D'abord, le projet de loi fait un amalgame entre l'inégalité de traitement et la discrimination : la définition de la discrimination directe, reprise des directives, laisse penser qu'une inégalité de traitement est toujours due à une discrimination. Or, le droit français veille au contraire à distinguer clairement les deux, la Cour de cassation rappelant régulièrement qu' « une différence de traitement entre plusieurs salariés d'une même entreprise ne constitue pas une discrimination ». La distinction n'est pas anodine : une femme moins bien payée qu'un collègue masculin pour le même travail et le même niveau de compétences peut soit plaider qu'étant une femme elle est victime d'une discrimination - c'est la voie communautaire - soit demander l'application du principe d'égalité de traitement, en vertu duquel les salariés placés dans une situation identique doivent être payés de la même manière - c'est le droit français actuel. Le résultat sera finalement le même mais l'état d'esprit qui sous-tend la démarche et ses effets sur les rapports sociaux seront différents : d'un côté, on insiste sur les différences, sur les caractéristiques particulières et l'on place la personne en position de victime pour réclamer l'égalité ; de l'autre, le droit encourage à invoquer le principe de l'égalité de traitement et conforte de ce fait la personne dans une posture positive et constructive. Or, la transposition ici proposée engage la France dans la première voie et l'on ne peut que regretter que les principes français n'aient pas été mieux défendus lors de la négociation des directives à Bruxelles.

Le deuxième problème soulevé par le projet de loi est l'insécurité juridique qu'il risque de provoquer, car plusieurs définitions communautaires sont confuses. La discrimination directe, par exemple, y est définie comme un traitement plus favorable qui pourrait être accordé à une autre personne : la dimension fictive de la comparaison, introduite par l'usage du conditionnel, est inquiétante, car elle autorise des condamnations fondées sur des hypothèses invérifiables. Comment prouver qu'il n'y a pas discrimination si des éléments de comparaison objectifs n'existent pas ?

La même observation s'applique pour la discrimination indirecte, qui condamne tout élément « susceptible » de désavantager certaines personnes par rapport à d'autres. Là encore, le texte risque de conduire à des condamnations fondées sur de simples suppositions si le juge estime qu'une mesure, sans créer de discrimination, est susceptible de le faire. On frôle ici le procès d'intention, et cela n'est pas acceptable.

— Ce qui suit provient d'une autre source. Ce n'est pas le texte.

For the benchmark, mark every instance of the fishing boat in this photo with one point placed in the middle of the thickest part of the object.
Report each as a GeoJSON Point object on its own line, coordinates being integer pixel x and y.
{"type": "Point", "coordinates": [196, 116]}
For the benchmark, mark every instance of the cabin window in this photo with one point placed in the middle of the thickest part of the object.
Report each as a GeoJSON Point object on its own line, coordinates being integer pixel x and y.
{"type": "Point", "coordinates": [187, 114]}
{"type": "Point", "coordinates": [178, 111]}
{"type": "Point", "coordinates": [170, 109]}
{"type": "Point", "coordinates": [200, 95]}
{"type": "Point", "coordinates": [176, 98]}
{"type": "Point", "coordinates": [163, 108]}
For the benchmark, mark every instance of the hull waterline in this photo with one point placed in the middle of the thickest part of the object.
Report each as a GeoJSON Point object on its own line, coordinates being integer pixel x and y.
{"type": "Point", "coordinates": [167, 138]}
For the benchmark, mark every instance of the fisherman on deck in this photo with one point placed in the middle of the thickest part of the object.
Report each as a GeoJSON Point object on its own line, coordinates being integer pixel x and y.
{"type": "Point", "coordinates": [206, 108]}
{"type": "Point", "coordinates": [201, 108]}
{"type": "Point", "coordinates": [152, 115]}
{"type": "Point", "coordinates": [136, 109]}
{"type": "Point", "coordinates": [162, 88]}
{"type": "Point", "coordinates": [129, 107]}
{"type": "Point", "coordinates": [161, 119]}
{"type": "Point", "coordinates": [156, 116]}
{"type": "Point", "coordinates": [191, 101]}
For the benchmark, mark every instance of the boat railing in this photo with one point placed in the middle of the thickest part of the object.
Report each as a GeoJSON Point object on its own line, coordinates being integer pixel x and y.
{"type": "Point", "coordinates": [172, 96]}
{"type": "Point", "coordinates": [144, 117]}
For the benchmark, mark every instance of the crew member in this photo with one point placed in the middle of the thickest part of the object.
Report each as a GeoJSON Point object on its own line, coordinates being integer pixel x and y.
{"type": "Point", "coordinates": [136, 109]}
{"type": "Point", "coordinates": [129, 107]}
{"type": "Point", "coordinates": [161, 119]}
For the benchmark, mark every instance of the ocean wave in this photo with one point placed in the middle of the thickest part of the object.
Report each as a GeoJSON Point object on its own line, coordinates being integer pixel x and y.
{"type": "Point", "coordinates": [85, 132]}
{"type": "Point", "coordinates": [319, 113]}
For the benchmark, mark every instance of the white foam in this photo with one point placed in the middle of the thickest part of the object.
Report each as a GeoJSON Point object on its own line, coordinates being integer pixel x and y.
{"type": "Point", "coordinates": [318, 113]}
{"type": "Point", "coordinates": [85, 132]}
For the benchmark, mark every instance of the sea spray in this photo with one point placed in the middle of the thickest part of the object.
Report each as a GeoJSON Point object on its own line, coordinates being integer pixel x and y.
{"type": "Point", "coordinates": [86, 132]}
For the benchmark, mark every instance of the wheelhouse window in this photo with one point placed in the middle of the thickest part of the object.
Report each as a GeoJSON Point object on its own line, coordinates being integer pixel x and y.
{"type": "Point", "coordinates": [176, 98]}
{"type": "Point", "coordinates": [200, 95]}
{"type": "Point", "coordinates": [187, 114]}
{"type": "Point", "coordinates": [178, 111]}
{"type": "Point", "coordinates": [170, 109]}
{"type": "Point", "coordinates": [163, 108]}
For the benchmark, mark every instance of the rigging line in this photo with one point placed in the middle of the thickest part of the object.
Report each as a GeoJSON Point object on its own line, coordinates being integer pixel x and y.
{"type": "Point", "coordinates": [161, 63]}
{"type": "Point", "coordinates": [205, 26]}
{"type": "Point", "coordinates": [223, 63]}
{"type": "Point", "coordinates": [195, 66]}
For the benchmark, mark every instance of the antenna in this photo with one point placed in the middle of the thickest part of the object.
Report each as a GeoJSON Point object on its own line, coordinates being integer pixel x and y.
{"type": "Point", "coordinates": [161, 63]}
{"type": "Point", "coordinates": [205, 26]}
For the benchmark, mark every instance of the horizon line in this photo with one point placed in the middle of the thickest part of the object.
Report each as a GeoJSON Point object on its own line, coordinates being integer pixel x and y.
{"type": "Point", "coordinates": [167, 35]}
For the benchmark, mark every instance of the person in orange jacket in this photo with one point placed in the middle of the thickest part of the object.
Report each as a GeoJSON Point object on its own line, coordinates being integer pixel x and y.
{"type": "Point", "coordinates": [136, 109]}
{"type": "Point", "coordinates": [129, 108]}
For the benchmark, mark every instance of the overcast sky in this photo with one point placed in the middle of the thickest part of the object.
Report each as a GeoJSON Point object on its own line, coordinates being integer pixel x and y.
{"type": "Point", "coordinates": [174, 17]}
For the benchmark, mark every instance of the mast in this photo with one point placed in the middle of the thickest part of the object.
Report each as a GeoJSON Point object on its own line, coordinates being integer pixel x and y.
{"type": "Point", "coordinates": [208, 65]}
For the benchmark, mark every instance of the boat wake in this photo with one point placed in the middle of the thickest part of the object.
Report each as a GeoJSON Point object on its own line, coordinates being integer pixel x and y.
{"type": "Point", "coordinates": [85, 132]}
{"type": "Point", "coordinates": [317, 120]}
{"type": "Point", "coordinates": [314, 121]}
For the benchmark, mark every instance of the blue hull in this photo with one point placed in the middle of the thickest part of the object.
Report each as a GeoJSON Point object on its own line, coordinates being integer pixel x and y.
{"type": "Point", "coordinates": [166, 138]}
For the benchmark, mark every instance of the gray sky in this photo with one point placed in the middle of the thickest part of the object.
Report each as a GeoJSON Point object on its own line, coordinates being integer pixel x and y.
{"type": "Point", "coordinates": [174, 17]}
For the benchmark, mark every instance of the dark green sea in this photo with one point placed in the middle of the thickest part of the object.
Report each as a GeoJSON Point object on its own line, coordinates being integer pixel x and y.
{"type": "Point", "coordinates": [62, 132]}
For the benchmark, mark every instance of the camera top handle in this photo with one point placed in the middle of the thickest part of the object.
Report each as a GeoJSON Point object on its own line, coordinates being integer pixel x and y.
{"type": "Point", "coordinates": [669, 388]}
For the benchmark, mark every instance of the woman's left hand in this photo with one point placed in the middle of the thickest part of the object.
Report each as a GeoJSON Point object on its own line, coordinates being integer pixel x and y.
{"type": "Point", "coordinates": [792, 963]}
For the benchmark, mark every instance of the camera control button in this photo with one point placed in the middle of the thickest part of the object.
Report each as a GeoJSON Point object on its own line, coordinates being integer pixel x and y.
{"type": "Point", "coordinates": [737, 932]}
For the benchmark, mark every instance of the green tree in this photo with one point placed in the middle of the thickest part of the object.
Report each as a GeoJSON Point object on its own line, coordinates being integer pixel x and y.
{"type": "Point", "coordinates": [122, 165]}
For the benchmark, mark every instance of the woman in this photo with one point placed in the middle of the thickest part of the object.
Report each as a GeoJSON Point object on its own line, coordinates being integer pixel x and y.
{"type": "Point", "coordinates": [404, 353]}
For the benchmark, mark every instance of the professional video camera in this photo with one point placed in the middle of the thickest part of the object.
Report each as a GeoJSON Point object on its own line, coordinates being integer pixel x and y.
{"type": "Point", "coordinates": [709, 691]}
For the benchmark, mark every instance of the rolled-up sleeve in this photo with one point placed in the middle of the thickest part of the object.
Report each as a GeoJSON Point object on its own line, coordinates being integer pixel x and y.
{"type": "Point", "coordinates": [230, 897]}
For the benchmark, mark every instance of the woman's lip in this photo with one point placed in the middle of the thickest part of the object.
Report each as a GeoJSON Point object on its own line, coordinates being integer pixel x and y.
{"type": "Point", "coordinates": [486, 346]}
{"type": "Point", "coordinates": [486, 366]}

La manière de traiter le harcèlement sexuel dans le projet de loi est également préoccupante, car celui-ci reprend la définition communautaire sans supprimer celle déjà en vigueur en droit français. Cette coexistence de définitions pose un problème d'égalité devant la loi dès lors que le jugement pourra être différent selon celle qui sera invoquée. C'est d'autant plus gênant que la définition communautaire du harcèlement sexuel est extrêmement large et qu'elle risque de transférer au juge le soin de la préciser, et donc de dire la loi.

Puis Mme Muguette Dini, rapporteur, a souligné qu'il n'est pas certain, au regard des textes communautaires et du traité européen, que le Parlement français n'ait aucune marge de manoeuvre dans ce travail de transposition en droit interne. L'article 249 du traité stipule en effet que « la directive lie tout Etat membre destinataire quant au résultat à atteindre, tout en laissant aux instances nationales la compétence quant à la forme et aux moyens ».

Elle a donc proposé d'amender le projet de loi pour préciser certaines définitions communautaires, indiquer qu'une différence de traitement entre les salariés d'une même entreprise ne constitue pas en elle-même une discrimination et améliorer la mesure de publicité et d'affichage des textes antidiscrimination votée par l'Assemblée nationale.

Par ailleurs, pour répondre aux recommandations de la délégation aux droits des femmes et à l'égalité des chances entre les hommes et les femmes, il serait judicieux de supprimer d'une part, la disposition, techniquement inapplicable, prévoyant que la liste des emplois pour lesquels les discriminations fondées sur le sexe sont autorisées est fixée en Conseil d'Etat, d'autre part, l'autorisation inacceptable donnée par le projet de loi à l'organisation d'enseignements par regroupement d'élèves en fonction de leur sexe.